Fewer foreign teenage mothers
For the first time in years the fertility rate among teenagers fell slightly last year. In 2002 a total 3,516 girls under the age of twenty had a baby, compared with 3,569 in 2001.
Number of live born babies with a teenage mother, by ethnic origin
Fall in foreign, rise in native teenage mothers
The decrease was caused by a relatively sharp fall in the birth rate for foreign girls. Twenty-three babies were born per thousand non-western foreign girls aged 15-19 years in 2002. One year previously this was 26.
The birth rate for native Dutch girls increased further, however, although it is much lower than that for their foreign peers (just over four births per thousand 15-19 year-old girls). In 2002 1,579 Dutch teenagers had a baby, up from 1,484 the year before.
Still great differences by origin
All the main groups of origin of non-western foreign girls show lower teenage birth rates. With only very few exceptions, the decrease was for both first and second generation foreigners.
The first generation in particular contributed strongly to the relatively higher fertility rates among non-western teenagers. Their fertility rate is four times as high as that for the second generation and nine times as high as that for native Dutch girls.
Number of births per 1,000 girls aged 15-19 years, by ethnic origin, 2002
Antillean/Surinamese teenage mothers often unmarried
The highest fertility rates are for first generation Turkish and Antillean/Aruban girls. In the second generation it is the girls with a Surinamese origin who are most likely to have a baby before their twentieth birthday.

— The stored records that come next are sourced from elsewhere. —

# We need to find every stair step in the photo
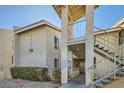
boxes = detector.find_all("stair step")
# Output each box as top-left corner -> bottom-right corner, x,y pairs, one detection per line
99,45 -> 104,49
95,82 -> 104,88
108,75 -> 119,80
95,43 -> 99,47
102,79 -> 111,83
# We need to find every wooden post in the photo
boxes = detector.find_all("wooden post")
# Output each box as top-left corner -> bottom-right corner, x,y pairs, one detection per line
85,5 -> 94,86
61,5 -> 68,84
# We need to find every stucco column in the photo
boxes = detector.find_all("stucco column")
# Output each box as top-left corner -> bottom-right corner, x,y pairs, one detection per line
13,26 -> 19,66
85,5 -> 94,86
61,5 -> 68,84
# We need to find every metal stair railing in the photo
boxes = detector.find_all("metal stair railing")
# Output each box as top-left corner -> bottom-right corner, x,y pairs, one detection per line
88,59 -> 124,87
88,33 -> 124,87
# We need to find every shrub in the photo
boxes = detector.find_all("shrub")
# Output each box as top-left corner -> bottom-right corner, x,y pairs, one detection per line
10,67 -> 49,81
52,68 -> 61,83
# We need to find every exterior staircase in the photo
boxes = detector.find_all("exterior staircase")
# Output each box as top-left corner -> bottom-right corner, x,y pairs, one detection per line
89,34 -> 124,88
89,34 -> 124,88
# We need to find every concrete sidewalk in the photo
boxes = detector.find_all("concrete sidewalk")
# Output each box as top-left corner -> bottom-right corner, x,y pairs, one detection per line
60,74 -> 87,88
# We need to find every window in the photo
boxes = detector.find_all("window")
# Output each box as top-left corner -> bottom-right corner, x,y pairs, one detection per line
54,58 -> 59,68
54,36 -> 59,49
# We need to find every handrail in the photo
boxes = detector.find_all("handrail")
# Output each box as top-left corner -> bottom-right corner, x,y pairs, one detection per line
69,19 -> 86,25
93,66 -> 124,84
96,36 -> 115,45
88,58 -> 105,69
96,40 -> 118,52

Unlike teenage mothers with a Turkish or Moroccan background, most Antillean and Surinamese teenage mothers are unmarried when they have their babies: a quarter of Turkish and Moroccan teenage mothers are unmarried, compared with 98 and 92 percent respectively of Antillean and Surinamese teenage mothers.
Teenage motherhood by age, 2002
Young Surinamese and Antillean teenage mothers
About a quarter of native Dutch teenage mothers are 17 or younger when they give birth. For Antilleans and Surinamese teenage mothers this is three in ten. Teenage mothers with a Turkish or Moroccan background are rarely so young and in this respect, too, differ from the Surinamese and Antillean peers.
Nearly eight in ten Turkish and seven in ten Moroccan teenage mothers are 19 when they give birth . For Antilleans an Surinamese teenage mothers this is less than half.